El segundo efecto político es también muy peligroso y consiste
en la percepción exterior. Por el mismo reduccionismo negativo que nosotros
aplicamos a los demás, los demás nos lo aplican a nosotros. Donde nosotros
hemos visto a un loco criminal, algunos de los que están al otro lado de esa
imaginaria línea que trazamos lo utilizan no como excepción sino como norma. Así son los occidentales. Lo
que se acaba produciendo es una espiral de intransigencia, una
retroalimentación de fuerzas negativas que provocan sus propios desenlaces.
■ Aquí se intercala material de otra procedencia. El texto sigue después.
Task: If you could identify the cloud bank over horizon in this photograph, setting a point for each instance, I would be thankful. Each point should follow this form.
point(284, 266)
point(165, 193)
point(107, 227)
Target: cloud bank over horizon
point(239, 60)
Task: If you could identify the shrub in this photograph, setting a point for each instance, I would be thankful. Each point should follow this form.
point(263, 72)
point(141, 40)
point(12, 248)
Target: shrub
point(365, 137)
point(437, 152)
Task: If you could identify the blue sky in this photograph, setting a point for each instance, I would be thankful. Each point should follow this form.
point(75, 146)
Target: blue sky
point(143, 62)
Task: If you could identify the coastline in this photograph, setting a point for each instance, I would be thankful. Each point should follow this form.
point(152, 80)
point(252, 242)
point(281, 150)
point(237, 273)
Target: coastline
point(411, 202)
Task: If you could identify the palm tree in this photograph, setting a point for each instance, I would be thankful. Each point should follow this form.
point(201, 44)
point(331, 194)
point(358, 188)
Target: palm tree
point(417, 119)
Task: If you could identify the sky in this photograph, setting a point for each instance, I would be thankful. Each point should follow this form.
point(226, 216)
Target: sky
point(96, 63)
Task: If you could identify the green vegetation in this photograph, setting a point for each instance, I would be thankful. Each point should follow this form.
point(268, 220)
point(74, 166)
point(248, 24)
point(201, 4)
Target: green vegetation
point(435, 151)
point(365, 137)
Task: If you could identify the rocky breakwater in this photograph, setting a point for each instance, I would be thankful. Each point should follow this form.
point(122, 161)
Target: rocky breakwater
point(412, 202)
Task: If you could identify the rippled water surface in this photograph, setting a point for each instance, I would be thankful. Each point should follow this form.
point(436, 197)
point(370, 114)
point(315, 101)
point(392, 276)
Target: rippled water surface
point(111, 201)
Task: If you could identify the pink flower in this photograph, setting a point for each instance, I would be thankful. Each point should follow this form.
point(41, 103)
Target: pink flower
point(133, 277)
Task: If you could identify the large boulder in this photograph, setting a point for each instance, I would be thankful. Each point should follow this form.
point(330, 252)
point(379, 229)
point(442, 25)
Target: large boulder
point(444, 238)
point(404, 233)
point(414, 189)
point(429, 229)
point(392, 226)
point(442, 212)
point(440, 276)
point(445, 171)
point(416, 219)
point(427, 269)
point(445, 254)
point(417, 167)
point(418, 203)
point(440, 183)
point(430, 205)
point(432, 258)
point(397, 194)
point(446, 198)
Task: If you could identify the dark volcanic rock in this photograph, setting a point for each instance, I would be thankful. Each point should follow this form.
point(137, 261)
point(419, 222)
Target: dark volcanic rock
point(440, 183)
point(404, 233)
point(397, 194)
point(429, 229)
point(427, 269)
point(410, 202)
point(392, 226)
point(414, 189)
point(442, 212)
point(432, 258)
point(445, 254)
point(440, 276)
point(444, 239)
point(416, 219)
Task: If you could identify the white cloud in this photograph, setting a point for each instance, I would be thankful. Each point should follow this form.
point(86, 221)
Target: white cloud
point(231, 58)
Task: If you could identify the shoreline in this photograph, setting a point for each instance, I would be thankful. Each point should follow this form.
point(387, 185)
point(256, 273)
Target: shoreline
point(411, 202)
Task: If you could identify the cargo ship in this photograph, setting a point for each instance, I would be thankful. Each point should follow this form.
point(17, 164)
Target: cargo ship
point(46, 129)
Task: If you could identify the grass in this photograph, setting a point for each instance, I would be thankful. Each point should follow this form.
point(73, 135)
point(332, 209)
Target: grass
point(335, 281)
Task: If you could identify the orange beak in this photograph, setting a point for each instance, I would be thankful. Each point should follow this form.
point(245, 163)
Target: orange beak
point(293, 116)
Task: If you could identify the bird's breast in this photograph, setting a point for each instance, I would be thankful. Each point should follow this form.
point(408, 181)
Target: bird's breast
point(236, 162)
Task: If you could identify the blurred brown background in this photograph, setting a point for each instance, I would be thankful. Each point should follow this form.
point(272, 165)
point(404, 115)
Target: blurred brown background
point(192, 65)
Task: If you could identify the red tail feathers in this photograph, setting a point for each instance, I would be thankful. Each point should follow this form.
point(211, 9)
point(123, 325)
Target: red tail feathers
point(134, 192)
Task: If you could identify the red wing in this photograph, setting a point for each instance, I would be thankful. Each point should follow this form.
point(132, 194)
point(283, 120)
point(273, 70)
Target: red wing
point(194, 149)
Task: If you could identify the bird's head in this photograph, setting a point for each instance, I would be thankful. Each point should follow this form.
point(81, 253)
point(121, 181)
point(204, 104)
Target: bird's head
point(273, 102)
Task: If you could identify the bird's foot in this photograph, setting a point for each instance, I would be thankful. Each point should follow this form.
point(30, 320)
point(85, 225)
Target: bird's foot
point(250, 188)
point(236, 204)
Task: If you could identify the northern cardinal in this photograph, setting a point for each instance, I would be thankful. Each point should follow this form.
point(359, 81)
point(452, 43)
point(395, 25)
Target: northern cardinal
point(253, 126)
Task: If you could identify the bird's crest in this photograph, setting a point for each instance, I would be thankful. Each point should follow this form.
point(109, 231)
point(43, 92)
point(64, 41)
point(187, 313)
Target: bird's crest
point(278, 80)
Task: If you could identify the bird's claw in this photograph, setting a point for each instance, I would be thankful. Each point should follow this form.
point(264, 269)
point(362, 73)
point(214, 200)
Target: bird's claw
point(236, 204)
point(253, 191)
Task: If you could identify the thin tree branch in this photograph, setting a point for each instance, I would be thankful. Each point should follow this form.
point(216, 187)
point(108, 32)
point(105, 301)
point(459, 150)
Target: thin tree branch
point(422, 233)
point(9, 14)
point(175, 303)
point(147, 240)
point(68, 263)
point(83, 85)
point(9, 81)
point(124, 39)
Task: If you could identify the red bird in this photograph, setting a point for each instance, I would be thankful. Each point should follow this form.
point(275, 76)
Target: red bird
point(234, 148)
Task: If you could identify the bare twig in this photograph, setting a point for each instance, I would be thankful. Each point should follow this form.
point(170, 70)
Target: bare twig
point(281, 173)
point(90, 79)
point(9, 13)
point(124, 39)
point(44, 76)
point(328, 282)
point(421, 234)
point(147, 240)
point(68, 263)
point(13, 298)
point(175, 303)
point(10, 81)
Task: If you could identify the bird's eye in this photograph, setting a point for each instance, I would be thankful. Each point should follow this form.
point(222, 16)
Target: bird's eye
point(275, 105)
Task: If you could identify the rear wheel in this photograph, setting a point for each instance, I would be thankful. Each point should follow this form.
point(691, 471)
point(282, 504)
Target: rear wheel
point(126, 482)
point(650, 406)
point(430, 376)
No
otro ha sido el caso del estúpido visionario Terry Jones, el pastor que decidió
realizar un juicio contra el Corán. Su imbecilidad manifiesta —que se condene
en su propio infierno— no sirvió más que para causar la muerte de inocentes que
pagaron sus alegrías de civilización superior.
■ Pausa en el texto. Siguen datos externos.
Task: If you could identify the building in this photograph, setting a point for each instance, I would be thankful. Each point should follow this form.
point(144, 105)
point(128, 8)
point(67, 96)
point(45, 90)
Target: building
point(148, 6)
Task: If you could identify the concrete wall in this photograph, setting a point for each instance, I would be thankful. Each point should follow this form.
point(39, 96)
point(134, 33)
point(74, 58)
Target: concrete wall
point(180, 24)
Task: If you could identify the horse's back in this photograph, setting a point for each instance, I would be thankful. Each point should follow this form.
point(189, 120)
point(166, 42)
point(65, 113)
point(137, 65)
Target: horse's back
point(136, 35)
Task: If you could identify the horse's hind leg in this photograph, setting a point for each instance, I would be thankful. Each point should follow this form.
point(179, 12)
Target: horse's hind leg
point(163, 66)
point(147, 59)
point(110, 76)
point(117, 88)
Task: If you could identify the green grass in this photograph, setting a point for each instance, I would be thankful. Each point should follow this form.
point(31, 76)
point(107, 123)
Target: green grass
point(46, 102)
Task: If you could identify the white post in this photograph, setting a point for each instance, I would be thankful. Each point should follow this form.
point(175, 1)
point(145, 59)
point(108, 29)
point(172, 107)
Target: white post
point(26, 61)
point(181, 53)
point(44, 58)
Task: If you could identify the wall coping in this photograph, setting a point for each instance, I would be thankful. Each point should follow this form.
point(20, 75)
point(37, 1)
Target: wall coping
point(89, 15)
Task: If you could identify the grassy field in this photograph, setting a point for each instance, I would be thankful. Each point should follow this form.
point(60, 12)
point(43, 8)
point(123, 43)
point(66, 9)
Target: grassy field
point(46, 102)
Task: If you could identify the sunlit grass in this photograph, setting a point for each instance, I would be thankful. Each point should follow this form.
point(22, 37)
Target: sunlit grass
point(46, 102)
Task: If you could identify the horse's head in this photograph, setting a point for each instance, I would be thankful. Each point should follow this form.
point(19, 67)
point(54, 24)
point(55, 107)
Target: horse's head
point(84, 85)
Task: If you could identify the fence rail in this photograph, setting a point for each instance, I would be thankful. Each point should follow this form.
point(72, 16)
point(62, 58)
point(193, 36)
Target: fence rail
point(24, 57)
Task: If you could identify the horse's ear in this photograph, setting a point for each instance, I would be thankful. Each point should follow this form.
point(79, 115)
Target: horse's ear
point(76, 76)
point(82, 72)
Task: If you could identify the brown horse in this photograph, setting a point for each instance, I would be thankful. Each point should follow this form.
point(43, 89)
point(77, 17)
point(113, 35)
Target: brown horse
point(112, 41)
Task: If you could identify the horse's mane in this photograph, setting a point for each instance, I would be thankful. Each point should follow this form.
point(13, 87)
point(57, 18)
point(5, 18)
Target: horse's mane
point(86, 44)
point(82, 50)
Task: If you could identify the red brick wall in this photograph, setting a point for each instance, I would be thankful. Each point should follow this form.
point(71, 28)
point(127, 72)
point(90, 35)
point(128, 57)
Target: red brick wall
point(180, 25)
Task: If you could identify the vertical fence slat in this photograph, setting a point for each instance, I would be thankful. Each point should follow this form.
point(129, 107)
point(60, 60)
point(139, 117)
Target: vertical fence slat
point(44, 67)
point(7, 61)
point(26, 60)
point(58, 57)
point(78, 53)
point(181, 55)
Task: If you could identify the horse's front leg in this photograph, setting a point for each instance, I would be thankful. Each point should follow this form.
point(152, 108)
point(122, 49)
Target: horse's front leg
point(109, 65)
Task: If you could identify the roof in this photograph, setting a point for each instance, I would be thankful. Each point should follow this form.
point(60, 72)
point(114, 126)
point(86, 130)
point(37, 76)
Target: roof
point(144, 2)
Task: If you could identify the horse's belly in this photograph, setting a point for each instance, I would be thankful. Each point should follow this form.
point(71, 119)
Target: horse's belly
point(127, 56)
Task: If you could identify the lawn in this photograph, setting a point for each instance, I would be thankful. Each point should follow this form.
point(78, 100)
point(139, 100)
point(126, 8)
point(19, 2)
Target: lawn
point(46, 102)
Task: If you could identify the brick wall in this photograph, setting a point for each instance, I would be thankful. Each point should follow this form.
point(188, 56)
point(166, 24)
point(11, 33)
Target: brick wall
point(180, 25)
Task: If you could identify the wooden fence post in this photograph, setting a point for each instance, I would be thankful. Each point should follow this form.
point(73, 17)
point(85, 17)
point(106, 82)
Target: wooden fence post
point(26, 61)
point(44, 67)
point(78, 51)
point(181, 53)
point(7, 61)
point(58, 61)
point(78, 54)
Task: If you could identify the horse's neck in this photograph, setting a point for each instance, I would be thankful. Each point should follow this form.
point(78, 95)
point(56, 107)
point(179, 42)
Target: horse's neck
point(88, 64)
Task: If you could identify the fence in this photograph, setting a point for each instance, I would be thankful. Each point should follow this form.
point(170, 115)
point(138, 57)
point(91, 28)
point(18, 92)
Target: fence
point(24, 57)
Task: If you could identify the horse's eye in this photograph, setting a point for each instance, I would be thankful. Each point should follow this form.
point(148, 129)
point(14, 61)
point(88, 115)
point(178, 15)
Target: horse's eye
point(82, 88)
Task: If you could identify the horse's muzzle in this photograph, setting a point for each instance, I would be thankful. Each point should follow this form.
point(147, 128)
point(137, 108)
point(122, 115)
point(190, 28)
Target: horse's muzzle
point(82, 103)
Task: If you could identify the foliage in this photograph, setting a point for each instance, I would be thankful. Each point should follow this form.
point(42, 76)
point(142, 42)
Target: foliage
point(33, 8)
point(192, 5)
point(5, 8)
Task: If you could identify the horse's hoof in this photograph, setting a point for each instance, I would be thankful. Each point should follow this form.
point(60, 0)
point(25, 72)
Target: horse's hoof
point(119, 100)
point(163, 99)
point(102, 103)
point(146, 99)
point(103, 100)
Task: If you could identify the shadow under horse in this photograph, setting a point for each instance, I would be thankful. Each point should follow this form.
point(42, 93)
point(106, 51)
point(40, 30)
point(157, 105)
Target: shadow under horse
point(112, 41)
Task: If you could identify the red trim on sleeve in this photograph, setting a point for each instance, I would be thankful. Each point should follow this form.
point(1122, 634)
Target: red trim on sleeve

La incapacidad para ver nuestros propios defectos es solo
una parte. Los grandes conceptos como “civilización”, “cultura”, etc. son
pobres instrumentos para intentar definir, abarcar o explicar nuestra identidad
o nuestra diferencia respecto a otros. Son herramientas imperfectas —incluso en el
campo científico o académico— y controvertidas porque no sabemos si realmente
nos ayudan a comprender o evitan que lo hagamos tras los muros de los
prejuicios. Son fuente permanente de debate y redefinición.
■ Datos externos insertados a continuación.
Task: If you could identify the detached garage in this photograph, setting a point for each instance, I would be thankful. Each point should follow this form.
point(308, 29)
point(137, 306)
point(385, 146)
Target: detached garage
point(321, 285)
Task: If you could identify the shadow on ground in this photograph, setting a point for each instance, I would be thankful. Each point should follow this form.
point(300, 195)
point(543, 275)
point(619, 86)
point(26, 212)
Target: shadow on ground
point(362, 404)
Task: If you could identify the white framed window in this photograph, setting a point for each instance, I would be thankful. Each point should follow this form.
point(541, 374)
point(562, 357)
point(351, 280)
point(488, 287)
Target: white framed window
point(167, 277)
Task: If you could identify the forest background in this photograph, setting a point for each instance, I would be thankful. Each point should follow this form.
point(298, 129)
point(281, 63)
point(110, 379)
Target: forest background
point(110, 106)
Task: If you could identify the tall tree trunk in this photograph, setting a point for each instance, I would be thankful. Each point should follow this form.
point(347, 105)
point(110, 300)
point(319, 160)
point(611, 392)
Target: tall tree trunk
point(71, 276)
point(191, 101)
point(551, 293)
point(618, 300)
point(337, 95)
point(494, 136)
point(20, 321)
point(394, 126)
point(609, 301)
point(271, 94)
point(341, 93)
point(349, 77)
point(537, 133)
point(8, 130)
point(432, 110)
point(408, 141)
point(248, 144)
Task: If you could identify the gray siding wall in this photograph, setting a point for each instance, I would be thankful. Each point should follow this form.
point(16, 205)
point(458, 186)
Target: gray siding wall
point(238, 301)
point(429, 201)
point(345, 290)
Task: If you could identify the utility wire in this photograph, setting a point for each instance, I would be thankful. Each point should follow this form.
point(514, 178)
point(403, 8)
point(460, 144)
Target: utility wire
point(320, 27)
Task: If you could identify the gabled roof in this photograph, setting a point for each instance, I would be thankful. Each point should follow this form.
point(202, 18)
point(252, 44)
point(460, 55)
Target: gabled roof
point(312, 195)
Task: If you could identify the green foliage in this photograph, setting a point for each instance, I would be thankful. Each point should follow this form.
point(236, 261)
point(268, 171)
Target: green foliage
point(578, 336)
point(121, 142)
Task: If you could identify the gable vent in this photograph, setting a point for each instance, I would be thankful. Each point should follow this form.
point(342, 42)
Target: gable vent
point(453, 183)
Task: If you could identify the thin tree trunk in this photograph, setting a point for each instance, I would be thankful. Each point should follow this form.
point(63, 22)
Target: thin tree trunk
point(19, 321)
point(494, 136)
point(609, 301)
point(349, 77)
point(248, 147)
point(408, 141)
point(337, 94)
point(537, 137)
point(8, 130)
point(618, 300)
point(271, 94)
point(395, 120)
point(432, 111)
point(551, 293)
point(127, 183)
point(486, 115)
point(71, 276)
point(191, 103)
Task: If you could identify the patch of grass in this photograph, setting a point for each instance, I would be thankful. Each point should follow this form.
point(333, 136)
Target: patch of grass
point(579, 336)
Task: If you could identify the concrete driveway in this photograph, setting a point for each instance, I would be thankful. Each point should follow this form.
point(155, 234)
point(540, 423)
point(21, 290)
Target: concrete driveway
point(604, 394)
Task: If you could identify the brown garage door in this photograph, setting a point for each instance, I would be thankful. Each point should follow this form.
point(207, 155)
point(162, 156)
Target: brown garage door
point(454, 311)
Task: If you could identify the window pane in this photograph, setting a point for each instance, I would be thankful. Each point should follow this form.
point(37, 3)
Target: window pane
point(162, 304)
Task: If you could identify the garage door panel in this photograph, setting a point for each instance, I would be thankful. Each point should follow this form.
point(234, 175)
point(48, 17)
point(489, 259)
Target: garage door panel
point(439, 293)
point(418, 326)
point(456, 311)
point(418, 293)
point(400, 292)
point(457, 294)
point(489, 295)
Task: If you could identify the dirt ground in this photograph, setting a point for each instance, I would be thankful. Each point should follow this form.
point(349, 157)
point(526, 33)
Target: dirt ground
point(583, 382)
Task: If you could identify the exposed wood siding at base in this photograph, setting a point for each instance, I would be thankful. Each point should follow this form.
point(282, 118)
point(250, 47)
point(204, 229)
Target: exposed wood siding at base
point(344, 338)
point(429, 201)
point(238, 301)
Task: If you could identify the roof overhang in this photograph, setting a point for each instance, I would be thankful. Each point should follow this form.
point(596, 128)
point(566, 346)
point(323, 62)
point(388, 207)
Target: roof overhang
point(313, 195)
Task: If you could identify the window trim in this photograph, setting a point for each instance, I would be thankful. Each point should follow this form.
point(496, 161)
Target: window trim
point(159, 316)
Por eso, las aseveraciones tan enérgicas del ministro
afirmando nuestros valores y negando
los de los demás son, en el mejor de los casos, osadas. Lo que le han dicho
sobre el monopolio es cierto. Nadie lo tiene. Pero en cualquier lugar del mundo
pueden escucharse las campanadas de la estupidez dando imperturbables y
satisfechas las horas.
La solidaridad de la Asamblea con el Ministro les hizo
levantarse para no escuchar lo que se les estaba diciendo. No es agradable que
te recuerden que las palabras contra otros acaban siendo la semilla de la
xenofobia o el racismo. En un mundo sensato, el Ministro habría pedido disculpas por sus palabras y habría
vuelto a la biblioteca. Pero un mundo que tiene elecciones cada cuatro años —y
entremedias incontables discursos— no es el lugar adecuado para pensar serenamente, sino
para adular los egos individuales y sociales, para remar siempre a favor de la
corriente. Hasta que la corriente se convierte en riada y se lleva todo por
delante.
Está claro que, como buen político, Claude Guánt tiene la obsesión polar: la izquierda / la derecha, nosotros / ellos, humanismo / barbarie. De hecho, el ataque era una excusa contra los que llama "relativistas", es decir, una acción electoralista. Lo importante del caso no solo es que un Ministro del
Interior crea en lo que cree, sino que lo extienda a esos jóvenes sindicalistas conservadores, tal como los define el
periódico. No hace bien a nadie y, en cambio, puede hacer daño a muchos.
Propagar prejuicios siempre tiene sus riesgos.